Votre entreprise n'apparaît pas dans ce fichier, et pourtant le sujet vous concerne. Une liste de milliers de noms associés à des adresses professionnelles est un carburant idéal pour le hameçonnage ciblé : l'attaquant sait à qui écrire, sous quelle identité se présenter, et peut copier le ton d'une administration connue.
Deux situations vous exposent directement. Si vos équipes échangent avec des services publics, elles peuvent recevoir de faux courriels très ressemblants : demande de pièce justificative, lien de « mise à jour », fausse relance. Et la mécanique reste la même pour n'importe quel annuaire d'entreprise. Le jour où vos propres coordonnées circulent, ce sont vos collaborateurs qui deviennent la cible d'un message taillé sur mesure.
Que faire maintenant
Trois réflexes, du plus urgent au plus structurant.
1. Ralentir sur les e-mails « officiels » qui pressent. Toute demande urgente ou inhabituelle mérite une vérification.
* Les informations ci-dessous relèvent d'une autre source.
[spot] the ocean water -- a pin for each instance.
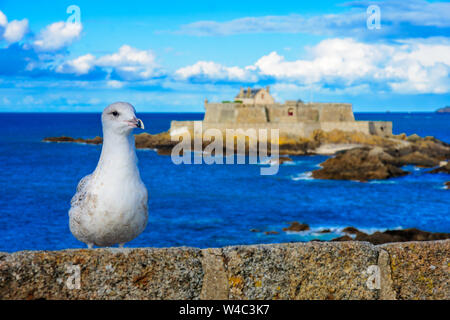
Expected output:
(205, 205)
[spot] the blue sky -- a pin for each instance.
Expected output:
(168, 56)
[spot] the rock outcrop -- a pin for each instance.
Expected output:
(442, 169)
(359, 156)
(296, 226)
(314, 270)
(385, 160)
(361, 164)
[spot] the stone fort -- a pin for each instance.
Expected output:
(257, 109)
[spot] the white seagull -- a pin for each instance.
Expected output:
(110, 205)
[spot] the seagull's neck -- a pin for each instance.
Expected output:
(118, 154)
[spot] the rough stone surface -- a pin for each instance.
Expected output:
(314, 270)
(420, 270)
(173, 273)
(300, 271)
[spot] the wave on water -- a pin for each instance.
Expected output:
(382, 182)
(302, 176)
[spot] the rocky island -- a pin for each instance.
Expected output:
(362, 150)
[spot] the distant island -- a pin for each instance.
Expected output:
(443, 110)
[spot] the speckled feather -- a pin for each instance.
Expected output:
(110, 205)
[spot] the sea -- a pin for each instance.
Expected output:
(206, 205)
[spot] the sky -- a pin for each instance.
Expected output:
(168, 56)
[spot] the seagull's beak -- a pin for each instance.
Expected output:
(136, 123)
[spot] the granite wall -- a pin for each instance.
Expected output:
(314, 270)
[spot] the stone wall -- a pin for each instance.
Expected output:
(314, 270)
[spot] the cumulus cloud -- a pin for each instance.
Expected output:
(3, 19)
(128, 64)
(13, 31)
(415, 18)
(214, 71)
(57, 35)
(80, 65)
(412, 66)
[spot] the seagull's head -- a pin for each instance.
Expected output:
(120, 117)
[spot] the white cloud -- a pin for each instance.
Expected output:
(13, 31)
(3, 19)
(57, 35)
(412, 66)
(129, 63)
(395, 15)
(80, 65)
(213, 71)
(115, 84)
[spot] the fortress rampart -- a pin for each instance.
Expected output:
(293, 118)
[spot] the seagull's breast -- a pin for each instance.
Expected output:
(114, 209)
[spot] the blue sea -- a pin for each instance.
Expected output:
(205, 205)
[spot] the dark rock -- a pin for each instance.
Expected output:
(295, 226)
(358, 164)
(416, 158)
(443, 169)
(350, 230)
(397, 236)
(284, 159)
(343, 238)
(96, 140)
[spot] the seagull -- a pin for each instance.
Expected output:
(110, 205)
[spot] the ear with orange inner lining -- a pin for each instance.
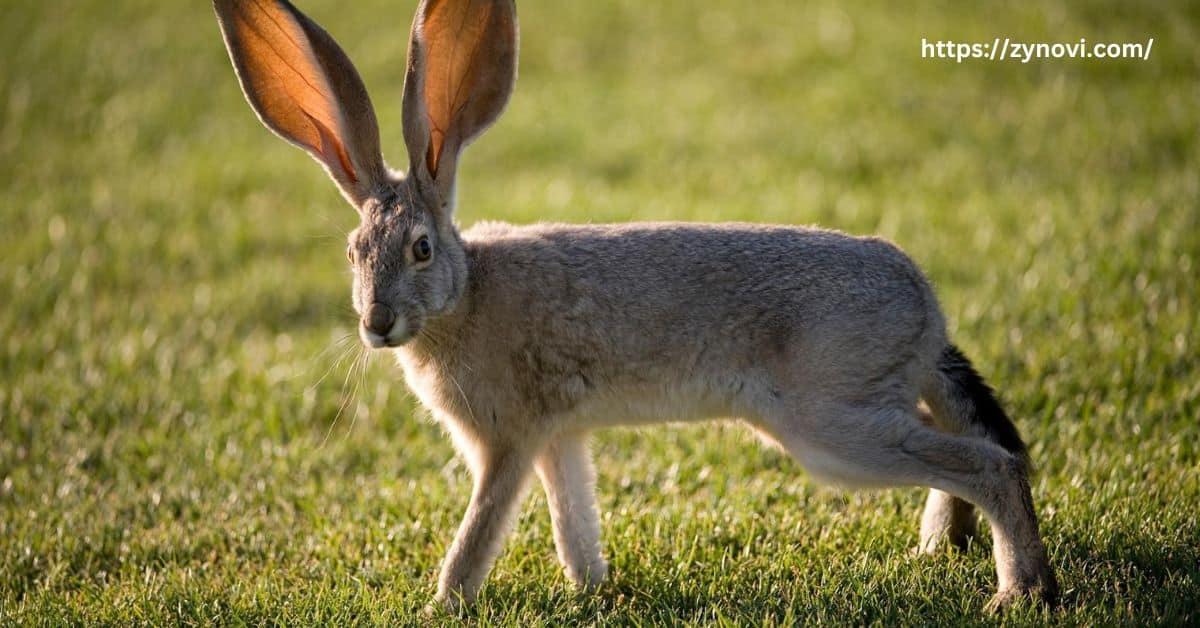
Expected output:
(462, 64)
(305, 89)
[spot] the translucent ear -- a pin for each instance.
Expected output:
(305, 89)
(462, 63)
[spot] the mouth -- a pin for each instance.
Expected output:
(395, 338)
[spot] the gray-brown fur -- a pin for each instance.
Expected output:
(521, 340)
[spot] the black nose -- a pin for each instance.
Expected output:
(379, 318)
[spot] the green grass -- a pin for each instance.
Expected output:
(173, 289)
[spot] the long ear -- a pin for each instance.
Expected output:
(305, 89)
(462, 63)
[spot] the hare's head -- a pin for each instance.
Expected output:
(407, 257)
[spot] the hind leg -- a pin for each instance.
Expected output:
(889, 447)
(947, 519)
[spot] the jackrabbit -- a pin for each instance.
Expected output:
(520, 340)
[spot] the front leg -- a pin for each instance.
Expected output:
(499, 483)
(567, 474)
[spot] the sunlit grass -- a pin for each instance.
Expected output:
(185, 436)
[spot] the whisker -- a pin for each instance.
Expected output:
(345, 401)
(358, 386)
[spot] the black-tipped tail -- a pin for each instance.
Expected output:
(978, 402)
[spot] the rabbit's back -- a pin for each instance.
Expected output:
(645, 318)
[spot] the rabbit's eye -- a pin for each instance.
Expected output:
(423, 250)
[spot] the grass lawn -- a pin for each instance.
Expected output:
(189, 436)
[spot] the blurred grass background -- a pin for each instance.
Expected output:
(174, 292)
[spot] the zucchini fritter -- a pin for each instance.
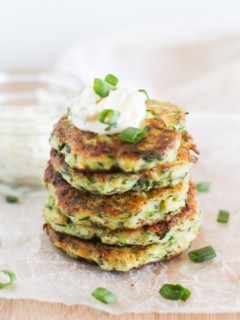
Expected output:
(164, 175)
(142, 236)
(129, 210)
(108, 257)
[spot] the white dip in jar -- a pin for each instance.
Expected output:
(30, 103)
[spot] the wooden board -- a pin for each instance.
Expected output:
(27, 310)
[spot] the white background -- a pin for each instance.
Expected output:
(34, 32)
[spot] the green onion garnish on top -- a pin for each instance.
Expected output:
(202, 254)
(10, 278)
(104, 295)
(145, 92)
(174, 292)
(132, 135)
(223, 216)
(203, 186)
(110, 78)
(109, 117)
(101, 87)
(11, 199)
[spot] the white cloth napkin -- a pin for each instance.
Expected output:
(196, 65)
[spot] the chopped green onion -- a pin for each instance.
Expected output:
(174, 292)
(110, 117)
(110, 78)
(145, 92)
(104, 295)
(132, 135)
(203, 186)
(10, 278)
(202, 254)
(223, 216)
(11, 199)
(101, 87)
(68, 111)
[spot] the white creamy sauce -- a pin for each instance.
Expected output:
(24, 134)
(84, 110)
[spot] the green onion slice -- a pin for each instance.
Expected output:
(101, 87)
(109, 117)
(145, 92)
(10, 278)
(174, 292)
(104, 295)
(202, 254)
(11, 199)
(203, 186)
(223, 216)
(132, 135)
(110, 78)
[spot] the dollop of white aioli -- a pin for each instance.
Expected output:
(84, 110)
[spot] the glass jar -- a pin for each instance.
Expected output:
(30, 103)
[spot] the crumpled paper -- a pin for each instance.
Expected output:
(44, 273)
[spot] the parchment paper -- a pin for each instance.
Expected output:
(44, 273)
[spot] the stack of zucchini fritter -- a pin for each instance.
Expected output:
(123, 205)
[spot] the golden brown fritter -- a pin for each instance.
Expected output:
(128, 210)
(142, 236)
(106, 183)
(181, 232)
(89, 151)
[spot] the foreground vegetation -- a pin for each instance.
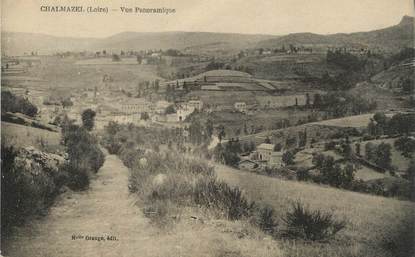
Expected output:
(375, 226)
(32, 178)
(169, 183)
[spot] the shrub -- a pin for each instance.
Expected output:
(26, 190)
(303, 174)
(266, 221)
(13, 103)
(311, 225)
(211, 193)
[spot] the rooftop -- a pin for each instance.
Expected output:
(266, 146)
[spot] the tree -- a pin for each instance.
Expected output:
(357, 148)
(383, 155)
(66, 102)
(411, 170)
(288, 157)
(144, 116)
(277, 147)
(317, 103)
(408, 86)
(116, 58)
(221, 133)
(370, 151)
(170, 109)
(209, 128)
(13, 103)
(88, 119)
(402, 123)
(406, 145)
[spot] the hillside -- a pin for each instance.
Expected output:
(14, 43)
(393, 37)
(369, 232)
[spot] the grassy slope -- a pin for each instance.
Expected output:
(23, 136)
(373, 221)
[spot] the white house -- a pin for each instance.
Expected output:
(265, 151)
(240, 106)
(196, 104)
(137, 105)
(275, 159)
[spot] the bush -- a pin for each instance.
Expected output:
(311, 225)
(12, 103)
(265, 219)
(211, 193)
(25, 190)
(303, 174)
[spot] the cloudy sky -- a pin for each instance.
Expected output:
(240, 16)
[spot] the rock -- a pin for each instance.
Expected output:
(35, 161)
(159, 179)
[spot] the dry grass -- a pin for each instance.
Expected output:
(23, 136)
(372, 222)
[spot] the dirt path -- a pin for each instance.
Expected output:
(106, 209)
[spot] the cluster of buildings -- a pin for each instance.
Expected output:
(264, 155)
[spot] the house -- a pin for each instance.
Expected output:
(161, 106)
(265, 151)
(248, 165)
(281, 101)
(183, 112)
(196, 104)
(240, 106)
(137, 105)
(275, 159)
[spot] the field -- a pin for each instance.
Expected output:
(107, 61)
(64, 73)
(23, 136)
(369, 231)
(357, 121)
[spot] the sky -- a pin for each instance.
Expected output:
(276, 17)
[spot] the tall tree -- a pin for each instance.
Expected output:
(88, 119)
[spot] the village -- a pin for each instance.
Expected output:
(249, 142)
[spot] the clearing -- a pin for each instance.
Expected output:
(374, 224)
(108, 209)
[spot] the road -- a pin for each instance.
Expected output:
(106, 209)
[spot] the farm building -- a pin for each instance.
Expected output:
(247, 165)
(265, 151)
(195, 104)
(276, 159)
(132, 106)
(269, 102)
(240, 106)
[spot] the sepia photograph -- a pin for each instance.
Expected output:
(207, 128)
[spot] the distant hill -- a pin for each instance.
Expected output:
(14, 43)
(394, 37)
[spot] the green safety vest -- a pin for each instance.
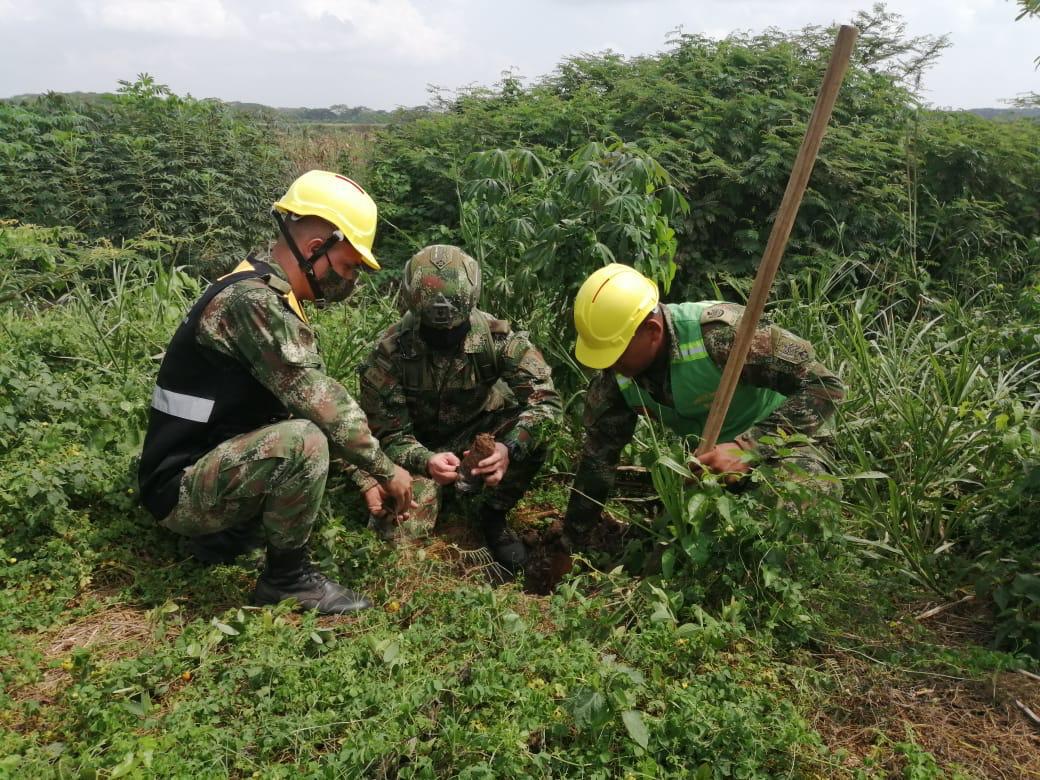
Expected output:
(695, 379)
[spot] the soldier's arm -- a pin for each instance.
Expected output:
(609, 424)
(785, 363)
(384, 401)
(250, 323)
(528, 375)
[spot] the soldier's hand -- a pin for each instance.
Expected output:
(726, 458)
(443, 468)
(374, 499)
(398, 490)
(493, 467)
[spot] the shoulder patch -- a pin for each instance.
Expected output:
(279, 285)
(728, 313)
(790, 348)
(388, 342)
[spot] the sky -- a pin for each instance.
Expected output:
(385, 53)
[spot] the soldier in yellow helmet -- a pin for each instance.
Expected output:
(243, 414)
(665, 361)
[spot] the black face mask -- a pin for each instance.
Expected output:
(443, 339)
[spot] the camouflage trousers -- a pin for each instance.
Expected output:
(430, 496)
(276, 474)
(807, 465)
Regardez l'adresse complète de l'expéditeur, pas seulement le nom affiché, et confirmez par un autre canal avant de cliquer, de transmettre un document ou de payer.
2. Activer l'authentification multifacteur (MFA) partout. Commencez par Microsoft 365 et les accès sensibles. Même si un mot de passe fuite ou se fait piéger, le second facteur bloque l'accès dans la grande majorité des cas.
3. Passer une consigne claire à vos équipes cette semaine. Un nom exact et une adresse professionnelle ne prouvent rien. En cas de doute, on ne répond pas, on signale à l'informatique. Ce réflexe partagé vaut mieux que n'importe quel filtre.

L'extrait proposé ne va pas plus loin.